I have googled but I cannot find a translation from Italian to English for this vegetable that I found this morning in the shops. 

It looks a bit like a long white stemed chard with a dandylionish leaf.  There was a similar vegetable there called catalogna but with no sfusa after it. 

My usual method of finding out how to cook new things (speak to fellow customer in produce section who looks like she would know!) revealed that I should cut the base off and steam or saute the leaves and that it might taste bitter.  The other similar type she said you eat raw.  
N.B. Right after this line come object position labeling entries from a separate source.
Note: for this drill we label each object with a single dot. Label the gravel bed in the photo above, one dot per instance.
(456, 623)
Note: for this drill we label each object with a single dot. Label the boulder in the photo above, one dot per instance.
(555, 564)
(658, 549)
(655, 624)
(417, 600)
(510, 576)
Does anyone here know what this vegetable could be called in English?


----------



## lulu (Jan 17, 2007)

OK, I am kind of embarrassed because I am assuming that Catalonia is where they are from, (although is clearly labelled as being the name of veg) and having tasted the raw green bit it does taste like very big dandylion, so presumably it is exactly that: big tough dandylion for cooking...

(shakes head and has red face!)


----------



## urmaniac13 (Jan 17, 2007)

I did a search too but nothing came up...   is it possible to post an image?  I will try to ask around and see if he has any idea too...


----------



## lulu (Jan 17, 2007)

Since when was "he" called "around", rofl!
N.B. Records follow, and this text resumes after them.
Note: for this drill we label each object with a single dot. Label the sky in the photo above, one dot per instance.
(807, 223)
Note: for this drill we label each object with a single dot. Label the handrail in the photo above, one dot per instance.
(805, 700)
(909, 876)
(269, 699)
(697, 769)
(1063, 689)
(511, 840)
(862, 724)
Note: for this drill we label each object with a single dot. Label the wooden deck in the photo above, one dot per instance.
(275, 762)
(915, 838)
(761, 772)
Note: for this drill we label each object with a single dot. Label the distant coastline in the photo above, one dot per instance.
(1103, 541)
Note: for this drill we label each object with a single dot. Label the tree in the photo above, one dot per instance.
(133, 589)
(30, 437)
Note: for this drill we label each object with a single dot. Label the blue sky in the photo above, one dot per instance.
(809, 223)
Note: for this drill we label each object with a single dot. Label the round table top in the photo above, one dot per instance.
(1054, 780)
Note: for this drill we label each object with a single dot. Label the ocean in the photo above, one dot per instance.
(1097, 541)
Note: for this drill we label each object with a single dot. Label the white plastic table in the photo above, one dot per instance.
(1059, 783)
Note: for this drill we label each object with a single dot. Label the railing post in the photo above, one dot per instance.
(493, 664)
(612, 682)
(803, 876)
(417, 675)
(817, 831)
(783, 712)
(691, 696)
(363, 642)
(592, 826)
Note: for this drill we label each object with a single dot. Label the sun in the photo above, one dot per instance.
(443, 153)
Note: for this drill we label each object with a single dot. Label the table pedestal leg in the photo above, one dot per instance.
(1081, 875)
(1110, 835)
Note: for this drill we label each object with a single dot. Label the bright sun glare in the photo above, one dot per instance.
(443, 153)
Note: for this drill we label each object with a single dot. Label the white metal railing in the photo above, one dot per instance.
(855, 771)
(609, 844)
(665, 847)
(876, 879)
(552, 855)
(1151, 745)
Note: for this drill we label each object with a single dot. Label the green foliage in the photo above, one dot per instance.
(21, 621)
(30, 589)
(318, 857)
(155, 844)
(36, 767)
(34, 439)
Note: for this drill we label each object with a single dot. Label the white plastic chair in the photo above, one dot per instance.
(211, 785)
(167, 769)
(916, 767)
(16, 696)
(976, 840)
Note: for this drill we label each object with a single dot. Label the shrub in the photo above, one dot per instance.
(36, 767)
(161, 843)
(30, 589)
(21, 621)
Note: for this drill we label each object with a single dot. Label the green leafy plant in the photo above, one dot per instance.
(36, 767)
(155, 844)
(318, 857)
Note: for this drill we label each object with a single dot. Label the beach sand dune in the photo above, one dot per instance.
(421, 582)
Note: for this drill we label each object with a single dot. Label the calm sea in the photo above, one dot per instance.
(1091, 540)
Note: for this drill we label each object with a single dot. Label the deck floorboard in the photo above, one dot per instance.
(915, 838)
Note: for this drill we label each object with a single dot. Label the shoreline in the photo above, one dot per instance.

No camera ATM   Cannot even text you a piccy as apparently you have to do some strange activation thing on Italian sim cards to allow photo sending?????


----------



## urmaniac13 (Jan 17, 2007)

lulu said:
			
		

> Since when was "he" called "around", rofl!


 
    Actually I just thought this may not his type of vegetable, (he does have a few items that he does not like, really!), with exceptions of radicchio, cabbage and spinach in certain style, we are not very enthusiastic on cooked leafy vegetables.  
So I thought if he doesn't know about it maybe I could ask Stefania, wife of his good friend Andrea.  She is pretty into cooking and apparantly fond of this sort of vegetables, she always tries to feed us sauteed broccoletti (the leafy part of broccoli), boiled indiva etc. when we are invited for dinners...


----------



## urmaniac13 (Jan 17, 2007)

Okay, Cris said "Catalogna" is a type of chicory, can be used for salad but as you mentioned, it is a bit bitter therefore many people prefer them sauteed.  BTW, the word "sfusa" has nothing to do with the name of the vegetable, it means "loose" or "unpacked"!!  (I also just learned from Cris!!)


----------



## lulu (Jan 18, 2007)

D'uh! Thanks!  We had it last night and yes, it is very bitter.  Its good though, we'll have it again....I sauteed it with garlic as advised.


----------



## RDG (Jan 18, 2007)

Hi, lulu, how do yo do, in Milano?
Urmaniac has answered before me: Catalogna is a bitter vegetable....Good in pan, with garlic and salted anchovies, or covered with cheese.
And "sfusa"...yes: it means "unpacked". Wine "sfuso" is the wine of the restaurant, not in bottle.


----------



## lulu (Jan 18, 2007)

Ciao RDG!  e Grazie!


----------